Suddenly, I found myself in a second stampede. Hundreds, including police and emergency workers, began running up West Street. The officers shouted, “Move! Now! Go north! Major gas leaks downtown!” Simultaneously, a high-speed caravan of what must have been more than 50 ambulances and paramedic vehicles burst out of the dust in a single-file race to clear the area. The sirens were deafening.

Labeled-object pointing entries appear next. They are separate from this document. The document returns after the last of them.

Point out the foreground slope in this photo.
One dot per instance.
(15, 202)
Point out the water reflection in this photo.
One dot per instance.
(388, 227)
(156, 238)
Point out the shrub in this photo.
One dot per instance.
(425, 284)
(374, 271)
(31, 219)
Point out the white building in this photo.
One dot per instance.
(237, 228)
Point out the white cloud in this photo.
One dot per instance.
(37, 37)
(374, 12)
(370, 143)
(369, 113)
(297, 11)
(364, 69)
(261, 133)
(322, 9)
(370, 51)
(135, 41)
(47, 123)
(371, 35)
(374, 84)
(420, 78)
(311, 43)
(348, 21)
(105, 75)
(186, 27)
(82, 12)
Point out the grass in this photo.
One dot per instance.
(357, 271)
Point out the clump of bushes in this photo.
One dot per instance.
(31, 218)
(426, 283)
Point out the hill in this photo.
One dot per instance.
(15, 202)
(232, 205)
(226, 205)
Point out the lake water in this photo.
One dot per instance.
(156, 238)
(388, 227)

When evening came, Lower Manhattan looked even more like a war zone. Huge generator trucks, cranes, and earth-moving machines, waiting to be called into service, lined larger streets as far north as Houston. They reminded me of the maneuvers I had seen in southern Germany before Reunification, when lumbering tanks moved through peacetime streets. ConEdison trucks were parked under gigantic floodlights, illuminating utility workers as they popped in and out of underground holes like oversized ants. Police, quietly reassuring residents and answering questions with genuine patience and respect, gathered at every intersection. Before climbing the stairs to my apartment, I looked to the sky where the towers had always shined in the night sky. Only a devastating emptiness defined the space, glowing in the distance from yet new fires.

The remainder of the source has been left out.